Daffodil extract could help fight cancer

5 March, 2018

Natural Health News — New research has shown that a natural alkaloid extracted from daffodils activates anti-tumour pathways in the body.

It’s too soon to say whether daffodils could cure cancer, but the study from the Faculty of Sciences at the Université Libre de Bruxelles (ULB) in Belgium, offers some intriguing possibilities for how yet another cure from nature could help fight the disease.

Published recently in the journal Structure, the researchers reveal how they extracted a natural anti-cancer compound from daffodils (Amaryllidaceae narcissus).

Quick summary

» Belgian researchers have discovered that daffodils contain a potent alkaloid that could help fight cancer.

» Haemanthamine (HAE) activates anti-tumour pathways in the body that are responsible for slowing the growth of cancer cells.

» More study is needed but the researchers note that HAE belongs to the same family as other plant-derived alkaloids including morphine, a potent pain killer, as well as quinine, used against malaria and ephedrine, used in the treatment of asthma.

Amaryllidaceae plants are among the 20 “most widely considered medicinal plant families”, due to their pharmacologically active compounds, say the researchers.

They established that this compound, an alkaloid named haemanthamine (HAE), binds to what is called the ribosome. Ribosomes are ‘nanomachines’ essential to the survival of our cells because they synthesise all our proteins. To sustain their unrestrained growth, cancer cells rely on increased protein synthesis: they are therefore particularly sensitive to treatments that inhibit the production and the function of ribosomes.

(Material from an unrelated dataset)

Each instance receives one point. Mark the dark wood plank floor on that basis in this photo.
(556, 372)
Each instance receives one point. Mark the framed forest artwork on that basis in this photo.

Their study goes some way into the mechanism by which a daffodil extract might work to slow cancer. It shows that haemanthamine blocks the production of protein by ribosomes, thus slowing growth of cancer cells. Haemanthamine also inhibits the production of these nanomachines in the nucleolus – the body’s “ribosome factory”. This in turn triggers the activation of an anti-tumour surveillance pathway leading to the stabilisation of the protein p53 and to the elimination of cancer cells.

Plant power

This study provides for the first time a molecular explanation to the anti-tumour activity of daffodils used for centuries in folk medicine.

Writing more about Amaryllidaceae alkaloids, the study authors note that the biological activities of extracts from this family are not restricted to anticancer effects.  Morphine, a potent pain killer, as well as quinine (which is used against malaria) and ephedrine (used in the treatment of asthma) are all part of the same family as HAE.

In a near future, the Belgian researchers hope to test the effect on ribosome production and function of four more Amaryllidaceae alkaloids, representative of the chemical diversity of these molecules. Their goal will be to identify rapidly the most promising chemical backbone to be further developed as a lead compound in cancer therapeutics.